3D and 1D spherical waves equations and solutions

In class, we showed that one particular solution to the scalar wave equation in 3D was a plane wave, for which the wave took an argument of the form $r \pm v t$. It was called a plane wave because, at a fixed time, the function $U (r \pm v t)$ has the same value over a plane specified by $r\hat{u} = constant$. In this problem, you will find a different type of solution under spherical symmetry.

a) Assume we are looking for a spherically symmetric solution to the scalar wave equation like $U(r,t)/r$, where r is the radial position coordinate in spherical coordinates. Show that if $U(r. t)/r$ satisfies the scalar wave equation in 3D,  $U(r, t)$ satisfies a 1D scalar wave equation.

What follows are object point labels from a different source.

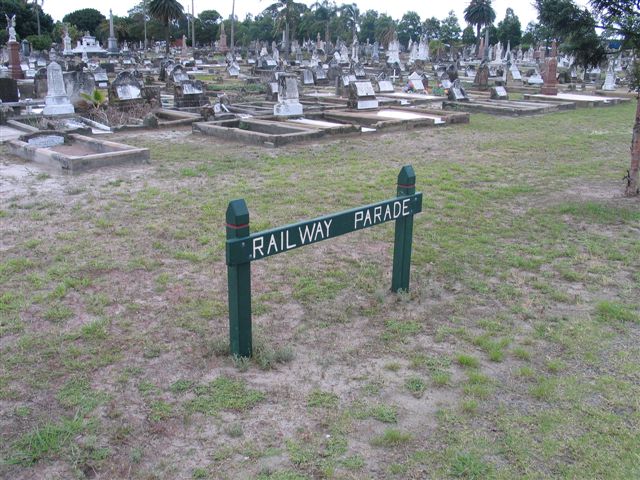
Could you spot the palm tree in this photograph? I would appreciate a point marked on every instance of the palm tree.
(323, 11)
(286, 14)
(479, 13)
(166, 11)
(351, 13)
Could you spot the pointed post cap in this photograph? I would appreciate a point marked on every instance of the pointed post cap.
(237, 213)
(407, 177)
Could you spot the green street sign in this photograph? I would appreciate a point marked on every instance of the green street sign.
(242, 247)
(279, 240)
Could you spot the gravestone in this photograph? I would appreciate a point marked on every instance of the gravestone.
(56, 102)
(307, 77)
(481, 81)
(272, 91)
(499, 93)
(384, 86)
(189, 94)
(125, 90)
(101, 78)
(320, 76)
(40, 83)
(457, 93)
(550, 86)
(513, 75)
(77, 84)
(288, 99)
(610, 79)
(8, 90)
(535, 79)
(178, 74)
(358, 71)
(233, 69)
(362, 96)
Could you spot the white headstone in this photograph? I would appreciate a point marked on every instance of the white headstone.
(56, 102)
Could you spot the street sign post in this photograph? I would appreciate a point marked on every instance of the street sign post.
(242, 247)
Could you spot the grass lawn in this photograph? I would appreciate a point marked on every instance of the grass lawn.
(516, 354)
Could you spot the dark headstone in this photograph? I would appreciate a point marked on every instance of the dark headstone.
(79, 83)
(40, 83)
(499, 93)
(8, 90)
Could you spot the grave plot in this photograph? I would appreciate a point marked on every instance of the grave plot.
(258, 131)
(507, 107)
(497, 102)
(73, 153)
(581, 101)
(397, 118)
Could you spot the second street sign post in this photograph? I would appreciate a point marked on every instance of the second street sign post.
(242, 248)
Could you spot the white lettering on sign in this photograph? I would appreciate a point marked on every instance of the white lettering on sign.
(277, 242)
(314, 231)
(379, 214)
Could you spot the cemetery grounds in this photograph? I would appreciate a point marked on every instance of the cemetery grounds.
(515, 354)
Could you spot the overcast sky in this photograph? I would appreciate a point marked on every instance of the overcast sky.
(523, 8)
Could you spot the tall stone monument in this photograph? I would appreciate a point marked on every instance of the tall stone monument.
(288, 98)
(393, 53)
(223, 40)
(56, 102)
(609, 80)
(112, 43)
(550, 86)
(15, 70)
(66, 42)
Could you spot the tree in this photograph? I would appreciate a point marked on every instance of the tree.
(207, 26)
(409, 27)
(431, 28)
(86, 19)
(351, 15)
(26, 19)
(40, 42)
(468, 36)
(166, 11)
(368, 25)
(479, 13)
(509, 29)
(286, 13)
(622, 19)
(450, 29)
(385, 28)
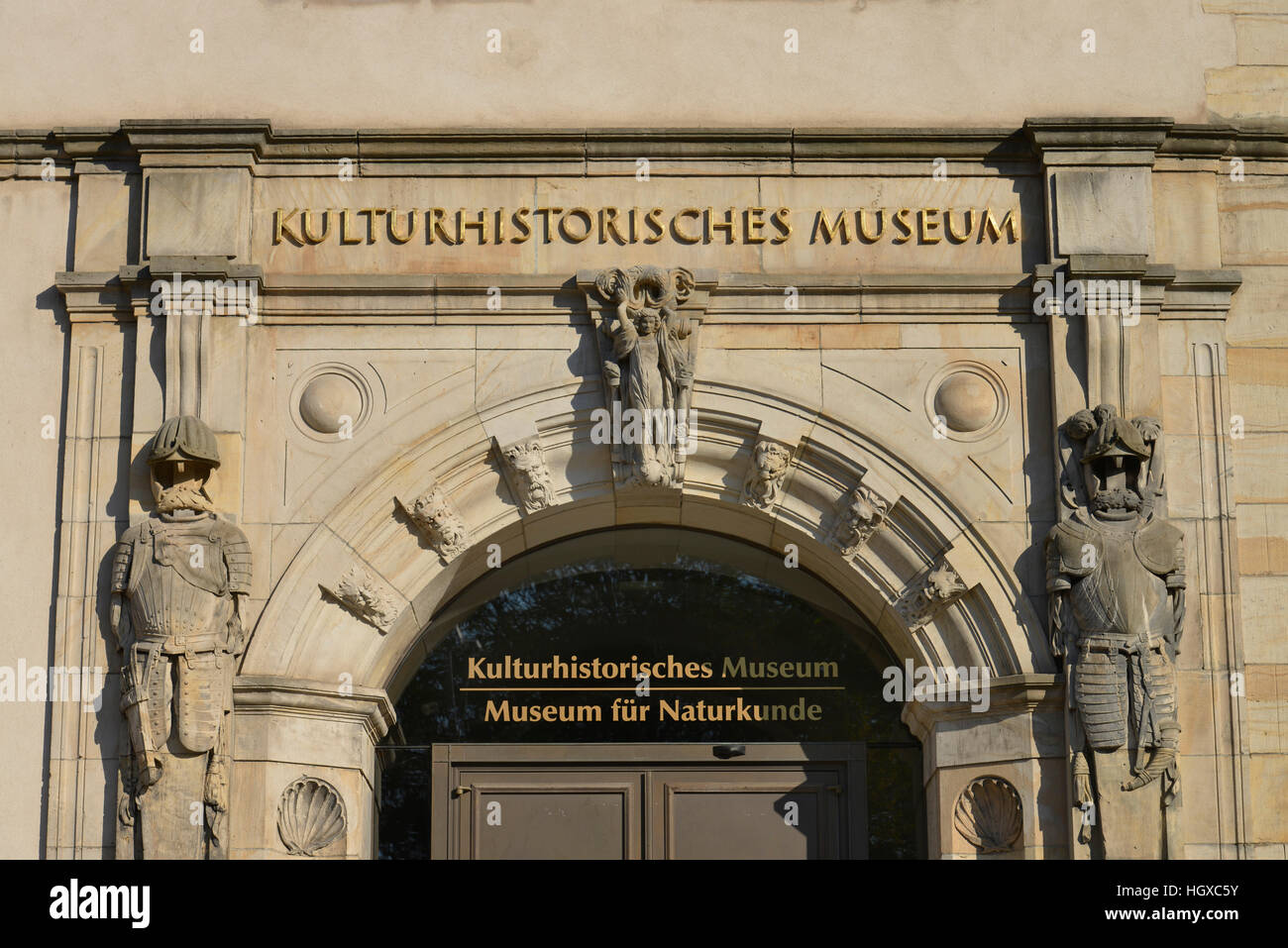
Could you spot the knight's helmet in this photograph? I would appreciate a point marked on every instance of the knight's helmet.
(184, 449)
(1115, 455)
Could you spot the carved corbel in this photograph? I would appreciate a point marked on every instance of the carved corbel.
(763, 485)
(859, 514)
(928, 595)
(438, 520)
(647, 356)
(366, 596)
(527, 473)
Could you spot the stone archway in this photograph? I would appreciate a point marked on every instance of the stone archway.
(348, 610)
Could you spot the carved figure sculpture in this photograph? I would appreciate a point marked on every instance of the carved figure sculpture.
(365, 596)
(1116, 576)
(861, 514)
(931, 592)
(438, 522)
(648, 371)
(529, 476)
(178, 582)
(764, 480)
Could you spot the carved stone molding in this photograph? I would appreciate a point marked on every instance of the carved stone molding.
(919, 601)
(528, 475)
(1116, 578)
(438, 520)
(647, 355)
(858, 515)
(764, 483)
(366, 596)
(178, 582)
(990, 814)
(310, 815)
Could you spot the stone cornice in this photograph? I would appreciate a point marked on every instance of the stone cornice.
(462, 299)
(1013, 694)
(1098, 141)
(257, 145)
(269, 693)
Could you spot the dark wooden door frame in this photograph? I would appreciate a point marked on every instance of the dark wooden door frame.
(449, 806)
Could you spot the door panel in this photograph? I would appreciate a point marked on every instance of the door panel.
(758, 813)
(550, 815)
(658, 801)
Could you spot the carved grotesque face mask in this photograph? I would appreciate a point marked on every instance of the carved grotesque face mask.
(1115, 493)
(647, 321)
(180, 485)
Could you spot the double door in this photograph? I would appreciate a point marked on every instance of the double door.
(648, 801)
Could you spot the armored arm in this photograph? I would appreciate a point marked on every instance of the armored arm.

b) For a fixed time, what are the surfaces over which this spherical wave is constant? How do these surfaces propagate as time advances?


Let $f(r,t) = U(r,t) / r$

The 3D wave equation is

$d^2f/d t^2 = v^2*\nabla^2(f)$

In spherical coordinates the Laplacian is written as

$\nabla^2 = d^2/d r^2 +(2/r)*d/dr$

In our case

$d f/d r = d/d r (U/r) = 1/r*d U/d r -U/r^2$

$d^2f/d r^2 = d/d r (1/r*d U/d r -U/r^2) = (1/r)*d^2U/d r^2 -(1/r^2)*d U/d r -$

$-(1/r^2)*d U/d r  -2U/r^3$


$\nabla^2(f) = d^2f/d r^2 +(2/r)*d f/d r =$

$=(1/r)*d^2U/d r^2 -(2/r^2)*d U/d r -2U/r^3 + (2/r)*[1/r*d U/d r -U/r^2] =(1/r)*d^2U/d r^2$


$d^2f/d t^2 =(1/r)*d^2U/d t^2$

And therefore the 3D wave equation becomes

$(1/r)*d^2U/d t^2 =v^2*(1/r)*d^2U/d r^2$

or equivalent

$d^2U/d t^2 =v^2*d^2U/d r^2$

WHICH IS THE 1D WAVE EQUATION that has as solution $U(r,t)$

b) Solutions of the form

$f(r,t) = U(r,t) / r$

have constant surfaces SPHERICAL (or said simpler spheres). As the wave propagates these surfaces become of bigger and bigger radius (the spheres become bigger and bigger with time).